Apre la porta una bella ragazza in jeans con strappi e buchi nei pantaloni come si usa adesso, slanciata, alta, una ragazza solare e chiede se c’è molto da aspettare per un taglio. Vicè risponde che ci vogliono circa 20-30 minuti.
- Va bene, tenetemi il turno che sto tornando.
- Viri cose che s’hanno a viriri oggi! ⁹Questa bella ragazza non va dal parrucchiere per donna ma viene da noi per farsi tagliare i capelli da Giuseppe, taglio moderno!
- Caro Vicè, i tempi cambiano, i gusti anche, a lei sta bene o ha difficoltà?
- No no, nessuna difficoltà, mi paga e mi sta bene. Come dicevano l’antichi, attacca ù scecco unni vuole ù patrune.¹⁰
- Lei la conosce?
- Si chiama Eugenia, abita da poco qua vicino. Mah! Mah!
- Ma cosa? Vicè, come le sa queste cose?
- L’ho vista passare diverse volte, e nel quartiere ci si conosce tutti. Quando arriva una persona nuova si guarda, si vede di capirla, e poi il passa parola la fa conoscere a tutti, specialmente se è una persona seria.
- Ma dove le prendete le informazioni?
- Volete sapere chi sono i nostri agenti segreti? Bene, noi non abbiamo agenti segreti, abbiamo persone che conoscono e sanno pesare quelle che non conoscono, ad esempio sappiamo dal postino che la signorina vive da sola, che si chiama Eugenia Amato, che è di Campofelice, perché le scrivono da Campofelice.

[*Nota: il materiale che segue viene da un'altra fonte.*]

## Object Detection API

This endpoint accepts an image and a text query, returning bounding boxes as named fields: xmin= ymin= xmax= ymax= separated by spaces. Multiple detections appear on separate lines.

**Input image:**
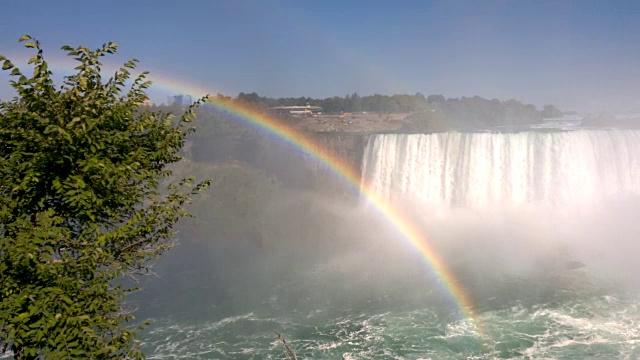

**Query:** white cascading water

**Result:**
xmin=362 ymin=130 xmax=640 ymax=207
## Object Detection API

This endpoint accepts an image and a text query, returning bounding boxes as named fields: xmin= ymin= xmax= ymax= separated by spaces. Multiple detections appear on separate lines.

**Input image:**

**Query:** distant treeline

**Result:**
xmin=218 ymin=92 xmax=563 ymax=131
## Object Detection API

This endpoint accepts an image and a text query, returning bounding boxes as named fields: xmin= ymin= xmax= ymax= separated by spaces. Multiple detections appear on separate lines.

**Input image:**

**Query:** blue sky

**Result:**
xmin=0 ymin=0 xmax=640 ymax=111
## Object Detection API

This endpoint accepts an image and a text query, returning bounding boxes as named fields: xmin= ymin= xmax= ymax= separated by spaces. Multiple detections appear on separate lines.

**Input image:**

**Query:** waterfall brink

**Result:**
xmin=362 ymin=130 xmax=640 ymax=207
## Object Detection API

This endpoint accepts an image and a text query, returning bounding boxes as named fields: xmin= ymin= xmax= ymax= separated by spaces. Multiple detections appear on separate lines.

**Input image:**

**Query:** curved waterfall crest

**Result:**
xmin=362 ymin=130 xmax=640 ymax=207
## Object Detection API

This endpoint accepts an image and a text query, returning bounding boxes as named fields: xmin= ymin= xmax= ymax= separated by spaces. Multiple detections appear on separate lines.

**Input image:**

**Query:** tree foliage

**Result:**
xmin=0 ymin=35 xmax=208 ymax=359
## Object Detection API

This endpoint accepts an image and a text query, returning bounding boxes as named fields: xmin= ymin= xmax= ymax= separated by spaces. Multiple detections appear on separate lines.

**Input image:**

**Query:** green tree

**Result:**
xmin=0 ymin=35 xmax=208 ymax=359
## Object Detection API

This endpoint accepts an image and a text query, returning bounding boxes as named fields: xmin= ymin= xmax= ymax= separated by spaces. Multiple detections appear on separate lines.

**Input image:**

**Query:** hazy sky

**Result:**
xmin=0 ymin=0 xmax=640 ymax=111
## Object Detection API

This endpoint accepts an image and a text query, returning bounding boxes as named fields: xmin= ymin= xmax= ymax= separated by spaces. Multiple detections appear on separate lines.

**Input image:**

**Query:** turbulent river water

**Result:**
xmin=140 ymin=129 xmax=640 ymax=359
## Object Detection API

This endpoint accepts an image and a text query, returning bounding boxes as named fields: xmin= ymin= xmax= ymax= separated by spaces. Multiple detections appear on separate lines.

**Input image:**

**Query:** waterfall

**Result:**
xmin=362 ymin=130 xmax=640 ymax=207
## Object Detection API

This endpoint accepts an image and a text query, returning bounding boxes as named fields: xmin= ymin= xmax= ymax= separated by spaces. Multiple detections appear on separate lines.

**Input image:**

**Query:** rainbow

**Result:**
xmin=200 ymin=97 xmax=480 ymax=331
xmin=1 ymin=52 xmax=482 ymax=335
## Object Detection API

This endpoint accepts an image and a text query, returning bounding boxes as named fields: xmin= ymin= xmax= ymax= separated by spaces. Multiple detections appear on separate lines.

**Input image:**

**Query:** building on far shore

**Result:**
xmin=269 ymin=105 xmax=322 ymax=116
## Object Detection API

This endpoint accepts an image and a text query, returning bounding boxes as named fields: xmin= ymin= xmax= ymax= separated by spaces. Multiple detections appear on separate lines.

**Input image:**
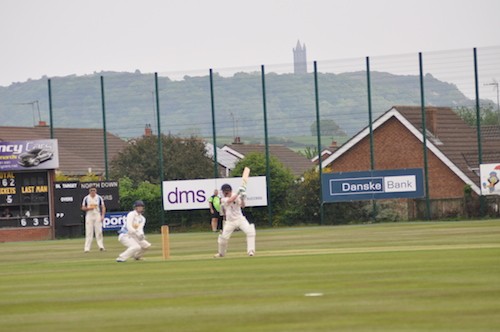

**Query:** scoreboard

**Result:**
xmin=0 ymin=171 xmax=51 ymax=227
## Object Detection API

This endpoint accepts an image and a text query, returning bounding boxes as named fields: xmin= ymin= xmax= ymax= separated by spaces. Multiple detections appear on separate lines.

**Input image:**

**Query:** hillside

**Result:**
xmin=0 ymin=72 xmax=472 ymax=139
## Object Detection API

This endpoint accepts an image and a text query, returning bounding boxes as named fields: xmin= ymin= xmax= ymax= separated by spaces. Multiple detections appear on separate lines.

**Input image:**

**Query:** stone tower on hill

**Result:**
xmin=293 ymin=40 xmax=307 ymax=74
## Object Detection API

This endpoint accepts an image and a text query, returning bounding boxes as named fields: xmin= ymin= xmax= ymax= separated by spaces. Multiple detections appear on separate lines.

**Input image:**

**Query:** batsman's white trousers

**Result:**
xmin=217 ymin=217 xmax=255 ymax=256
xmin=117 ymin=234 xmax=151 ymax=261
xmin=84 ymin=213 xmax=104 ymax=251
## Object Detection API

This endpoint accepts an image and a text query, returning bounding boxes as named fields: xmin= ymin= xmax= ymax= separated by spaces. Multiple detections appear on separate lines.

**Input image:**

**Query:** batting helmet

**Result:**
xmin=134 ymin=201 xmax=144 ymax=208
xmin=220 ymin=183 xmax=233 ymax=191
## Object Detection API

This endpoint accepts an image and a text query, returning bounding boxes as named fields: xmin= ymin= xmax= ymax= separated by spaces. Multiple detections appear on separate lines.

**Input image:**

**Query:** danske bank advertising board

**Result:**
xmin=321 ymin=168 xmax=424 ymax=202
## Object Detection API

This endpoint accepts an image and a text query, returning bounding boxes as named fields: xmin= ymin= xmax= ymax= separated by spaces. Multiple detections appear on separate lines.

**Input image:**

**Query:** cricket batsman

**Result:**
xmin=214 ymin=184 xmax=255 ymax=258
xmin=116 ymin=201 xmax=151 ymax=263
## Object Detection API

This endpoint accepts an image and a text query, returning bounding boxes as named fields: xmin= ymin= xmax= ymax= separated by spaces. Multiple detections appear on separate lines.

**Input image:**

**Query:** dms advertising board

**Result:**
xmin=0 ymin=139 xmax=59 ymax=171
xmin=321 ymin=168 xmax=424 ymax=202
xmin=163 ymin=176 xmax=267 ymax=211
xmin=479 ymin=163 xmax=500 ymax=195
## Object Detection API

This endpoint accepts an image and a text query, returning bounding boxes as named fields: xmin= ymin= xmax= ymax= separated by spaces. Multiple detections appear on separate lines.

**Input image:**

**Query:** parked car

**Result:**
xmin=18 ymin=148 xmax=54 ymax=167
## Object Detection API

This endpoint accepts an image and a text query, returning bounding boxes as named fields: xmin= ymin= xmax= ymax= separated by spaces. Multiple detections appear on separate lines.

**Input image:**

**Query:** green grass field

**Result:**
xmin=0 ymin=220 xmax=500 ymax=332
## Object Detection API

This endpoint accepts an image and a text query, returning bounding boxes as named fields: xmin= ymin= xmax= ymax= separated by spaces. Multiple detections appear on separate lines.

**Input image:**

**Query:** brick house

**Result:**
xmin=322 ymin=106 xmax=500 ymax=218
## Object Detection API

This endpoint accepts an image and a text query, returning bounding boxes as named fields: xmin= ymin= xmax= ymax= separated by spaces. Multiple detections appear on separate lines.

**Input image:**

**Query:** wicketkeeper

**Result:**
xmin=214 ymin=184 xmax=255 ymax=258
xmin=116 ymin=201 xmax=151 ymax=262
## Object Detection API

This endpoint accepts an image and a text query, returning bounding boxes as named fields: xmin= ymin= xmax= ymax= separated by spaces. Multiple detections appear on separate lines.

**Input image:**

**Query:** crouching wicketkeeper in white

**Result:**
xmin=214 ymin=184 xmax=255 ymax=258
xmin=116 ymin=201 xmax=151 ymax=262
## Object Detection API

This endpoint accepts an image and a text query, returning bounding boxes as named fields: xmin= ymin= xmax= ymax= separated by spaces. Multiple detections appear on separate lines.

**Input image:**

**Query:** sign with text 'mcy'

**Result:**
xmin=321 ymin=168 xmax=424 ymax=202
xmin=163 ymin=176 xmax=267 ymax=211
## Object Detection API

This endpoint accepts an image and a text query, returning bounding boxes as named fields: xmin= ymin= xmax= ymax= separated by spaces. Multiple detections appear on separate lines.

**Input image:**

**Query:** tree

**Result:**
xmin=231 ymin=153 xmax=294 ymax=222
xmin=110 ymin=135 xmax=213 ymax=185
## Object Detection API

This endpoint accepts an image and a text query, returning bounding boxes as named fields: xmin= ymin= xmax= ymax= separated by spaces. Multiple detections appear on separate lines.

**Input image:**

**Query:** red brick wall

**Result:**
xmin=329 ymin=118 xmax=465 ymax=199
xmin=0 ymin=227 xmax=52 ymax=242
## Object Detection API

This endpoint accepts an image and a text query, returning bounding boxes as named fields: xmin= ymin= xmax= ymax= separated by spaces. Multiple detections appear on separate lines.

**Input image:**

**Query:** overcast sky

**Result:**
xmin=0 ymin=0 xmax=500 ymax=86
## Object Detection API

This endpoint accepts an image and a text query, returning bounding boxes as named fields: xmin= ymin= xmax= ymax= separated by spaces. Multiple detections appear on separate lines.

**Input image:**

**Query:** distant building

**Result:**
xmin=293 ymin=40 xmax=307 ymax=74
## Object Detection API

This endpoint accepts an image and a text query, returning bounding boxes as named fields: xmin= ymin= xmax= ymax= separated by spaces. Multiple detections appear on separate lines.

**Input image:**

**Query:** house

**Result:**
xmin=0 ymin=124 xmax=127 ymax=175
xmin=322 ymin=106 xmax=500 ymax=218
xmin=222 ymin=144 xmax=314 ymax=177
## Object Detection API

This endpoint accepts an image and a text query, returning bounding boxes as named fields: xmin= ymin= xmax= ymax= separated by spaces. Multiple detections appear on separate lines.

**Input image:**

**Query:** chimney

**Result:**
xmin=328 ymin=141 xmax=339 ymax=152
xmin=425 ymin=108 xmax=438 ymax=137
xmin=144 ymin=123 xmax=153 ymax=137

- Sempre il postino ah! ah!
- Certamente. Che è sola, non ha un fidanzato, un amico masculo¹¹, che è impiegata al Comune.
- Sempre il postino?
- No. Il portiere. Don Giovanni, portiere dello stabile da oltre 20 anni conosce tutti, uomini e cose, e difficilmente si sbaglia.
- Va bene, come dite voi, però vedo che è difficile farvi i cazzi vostri.
- No, dovete capire che nel quartiere ci piace vivere in pace, pensate se fussi una malafimmina? Eh! Eh!, problema! Le nostre mogli, le nostre figlie come sopporterebbero questa cosa? Però è davvero una bedda figghia¹²! Certamente ai masculi sta bene, ma anche lì, la cosa è delicata, certamente lei comprende?!
- Ho capito, Vicè. Adesso passiamo alla barba. Però spicciati, mi stà faciennu perdere à rutta a forza ri discursi persi¹³!
- Dottò, si viene dal barbiere senza prescia¹⁴… questo è il bello, se no lei come poteva sapere quello che ha visto, e si inchìo l’occhi¹⁵, e quello che ha sentito? Tra cinque minuti viene la signorina Eugenia così ha occasione di vederla nuovamente. Se vuole gliela presento.
- No, no assolutamente, dai, forza, sbrighiamoci.
Dopo 5 minuti precisi, mentre Vicè finisce di rinfrescarmi il viso con il dopobarba dal profumo inconfondibile di barbiere, apre la porta la signorina Eugenia.
- Posso?
- Trasiti,¹⁶ Giuseppe è tutto per lei.
- Vicè, quanto vi devo per taglio, barba e chiacchiere?
- Per barba e capelli 10 euro, le chiacchere gratis.
- Vicè, oggi il Palermo dove gioca?
- Ma che tifoso siete se non sapete neanche questo? Oggi il Palermo non gioca.